Posts Tagged ‘jaguar’

The jaguar


If you were ever to ask me what my favorite big is, I would not hesitate to tell you it’s the jaguar.

It actually still enthralls me that jaguars were once fairly numerous in the United States. How numerous is up to a bit of debate, but they were found throughout Texas, New Mexico, and Arizona. They were also found in much of Louisiana, but there are accounts of them coming as far east as North Carolina and maybe as far north as Kentucky or Ohio.  These accounts have always been regarded as urban legends, but one must keep in mind that the jaguar actually evolved in the Old World before entering the New. There was actually a jaguar species or paleosubspecies found all over Europe up until 1.5 million years ago. In order for jaguars to get here, they had to go through the very cold land of the Bering Land Bridge, so our common notion that jaguars were always a tropical or semi-tropical species is a bit in error.

The jaguar is the only surviving Pantherine cat in the Americas. There was also a lion species or paleosubspecies that lived in both North and South America, but it is now long gone.

Humans have been hard on big cats. We’ve extirpated the lion from Europe and all of Asia but the Gir Forest. We made several populations of lion and leopard threatened with extinction, and we’ve waged such a successful war on the tiger that there is a very good chance that it won’t be known in the wild within just a few decades.

There is no breeding population of jaguars in the United States anymore. They were killed off for their pelts and because jaguars do kill horses and livestock.

But every few years, a jaguar is captured on trail camera or winds up being bayed up by cougar hounds. It’s said to be a wanderer and very little is done about it.

We used to be a big cat nation, but now we don’t even consider those that do wander up from Mexico to be native. The idea of a jaguar in this country is at once romantic but also repugnant. We might lose our minds as we debate wolf reintroduction, but no one talks about the “Texas leopard” anymore.

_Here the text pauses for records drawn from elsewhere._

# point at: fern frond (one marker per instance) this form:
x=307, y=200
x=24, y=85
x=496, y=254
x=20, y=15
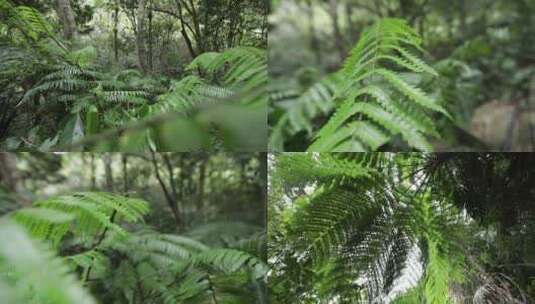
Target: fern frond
x=91, y=212
x=31, y=272
x=369, y=90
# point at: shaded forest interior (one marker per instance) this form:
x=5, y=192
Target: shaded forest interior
x=135, y=228
x=129, y=75
x=402, y=228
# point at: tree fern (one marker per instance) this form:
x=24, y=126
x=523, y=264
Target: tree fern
x=375, y=219
x=91, y=212
x=375, y=96
x=371, y=87
x=32, y=274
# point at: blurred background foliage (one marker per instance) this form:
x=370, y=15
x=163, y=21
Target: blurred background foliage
x=483, y=51
x=77, y=75
x=199, y=239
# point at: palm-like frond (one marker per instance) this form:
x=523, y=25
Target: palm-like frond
x=371, y=91
x=375, y=222
x=90, y=211
x=32, y=274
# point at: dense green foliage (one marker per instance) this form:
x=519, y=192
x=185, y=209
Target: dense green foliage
x=101, y=247
x=477, y=70
x=401, y=228
x=75, y=93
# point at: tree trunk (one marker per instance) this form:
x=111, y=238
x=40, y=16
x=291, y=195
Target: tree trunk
x=314, y=43
x=201, y=203
x=66, y=16
x=10, y=177
x=108, y=172
x=150, y=64
x=338, y=38
x=115, y=32
x=141, y=15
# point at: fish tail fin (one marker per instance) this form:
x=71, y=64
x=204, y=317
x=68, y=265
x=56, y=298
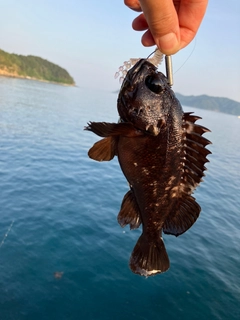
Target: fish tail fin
x=149, y=258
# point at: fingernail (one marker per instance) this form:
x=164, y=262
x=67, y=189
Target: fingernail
x=168, y=43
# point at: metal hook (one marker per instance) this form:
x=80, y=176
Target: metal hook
x=169, y=73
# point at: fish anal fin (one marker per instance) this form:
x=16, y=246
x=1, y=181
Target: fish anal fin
x=186, y=212
x=103, y=150
x=149, y=258
x=129, y=212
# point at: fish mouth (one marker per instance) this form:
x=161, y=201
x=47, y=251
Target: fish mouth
x=152, y=129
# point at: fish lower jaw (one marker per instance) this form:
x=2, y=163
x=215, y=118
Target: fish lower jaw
x=147, y=273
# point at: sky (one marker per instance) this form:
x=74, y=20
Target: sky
x=91, y=39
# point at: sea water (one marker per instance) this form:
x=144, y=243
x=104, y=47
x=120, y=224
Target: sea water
x=58, y=213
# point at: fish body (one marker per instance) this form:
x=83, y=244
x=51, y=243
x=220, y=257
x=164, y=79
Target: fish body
x=162, y=154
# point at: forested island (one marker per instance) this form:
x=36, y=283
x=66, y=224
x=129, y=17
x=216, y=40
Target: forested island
x=32, y=67
x=204, y=101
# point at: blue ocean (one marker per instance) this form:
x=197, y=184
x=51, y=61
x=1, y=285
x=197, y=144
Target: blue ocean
x=63, y=254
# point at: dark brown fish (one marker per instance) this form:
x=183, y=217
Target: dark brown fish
x=162, y=154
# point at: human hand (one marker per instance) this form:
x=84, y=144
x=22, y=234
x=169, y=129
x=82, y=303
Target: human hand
x=170, y=24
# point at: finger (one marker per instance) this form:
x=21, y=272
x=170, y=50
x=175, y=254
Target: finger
x=162, y=20
x=147, y=39
x=140, y=23
x=133, y=4
x=190, y=14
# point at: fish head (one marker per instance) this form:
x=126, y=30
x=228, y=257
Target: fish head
x=145, y=98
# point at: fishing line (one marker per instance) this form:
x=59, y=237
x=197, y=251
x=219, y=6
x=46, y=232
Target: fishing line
x=195, y=43
x=6, y=234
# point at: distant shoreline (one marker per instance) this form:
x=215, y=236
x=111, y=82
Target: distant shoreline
x=14, y=75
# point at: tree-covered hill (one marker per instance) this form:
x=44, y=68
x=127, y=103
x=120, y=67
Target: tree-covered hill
x=32, y=67
x=204, y=101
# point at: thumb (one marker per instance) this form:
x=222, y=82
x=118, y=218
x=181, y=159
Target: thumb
x=162, y=20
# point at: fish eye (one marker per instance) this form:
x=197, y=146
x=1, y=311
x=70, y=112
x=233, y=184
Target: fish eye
x=154, y=84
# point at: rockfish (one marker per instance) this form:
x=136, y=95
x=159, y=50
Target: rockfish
x=162, y=154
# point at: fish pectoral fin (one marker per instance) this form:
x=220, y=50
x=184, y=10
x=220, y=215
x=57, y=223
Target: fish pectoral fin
x=106, y=129
x=186, y=211
x=149, y=258
x=129, y=212
x=103, y=150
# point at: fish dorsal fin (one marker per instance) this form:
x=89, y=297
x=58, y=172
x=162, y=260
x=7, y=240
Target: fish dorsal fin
x=103, y=150
x=129, y=212
x=194, y=153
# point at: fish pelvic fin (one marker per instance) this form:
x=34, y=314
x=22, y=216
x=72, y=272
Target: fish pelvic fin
x=187, y=211
x=103, y=150
x=129, y=212
x=149, y=257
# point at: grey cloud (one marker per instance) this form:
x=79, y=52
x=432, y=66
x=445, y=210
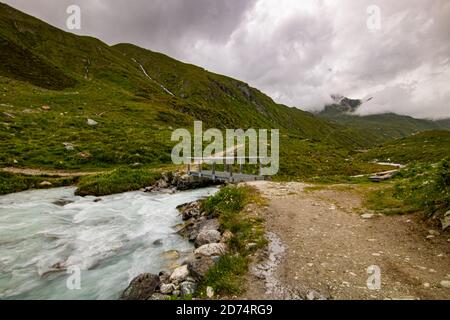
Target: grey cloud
x=298, y=52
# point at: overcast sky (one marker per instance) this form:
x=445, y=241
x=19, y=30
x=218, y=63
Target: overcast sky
x=297, y=51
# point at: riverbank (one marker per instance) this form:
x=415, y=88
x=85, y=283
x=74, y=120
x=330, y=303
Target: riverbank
x=225, y=233
x=122, y=179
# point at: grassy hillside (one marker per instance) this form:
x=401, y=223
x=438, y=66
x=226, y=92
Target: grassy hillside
x=52, y=82
x=426, y=147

It’s much a phantom as the American lion, the European jaguar, and the Smilodon are.

I can remember the first time I laid eyes upon a jaguar. It was at the Cincinnati Zoo when I was about 5 years old. There were two jaguars in a large enclosure that was surrounded by thick glass. The spotted one was reclining in the background, but the black one was lying up against the glass. My dad had me sit next to the glass and pretend to pet the great beast, which paid me no mind at all as my dad recorded it on a VHS cassette.

Every time I see a photo or film of a black jaguar, I think of that one.

It never lived wild. it never killed a deer or a horse.

Yet it still had all the essence of a big cat.  Smooth and gliding, yet chiseled and sharp. Like cutlasses on springs.

We turned the wolf into a symbol of wilderness, and we managed to restore to it. And now we fight about the best way to manage them, but the idea of jaguars in the Southwest or Louisiana or Texas just sounds like a fools’ mission.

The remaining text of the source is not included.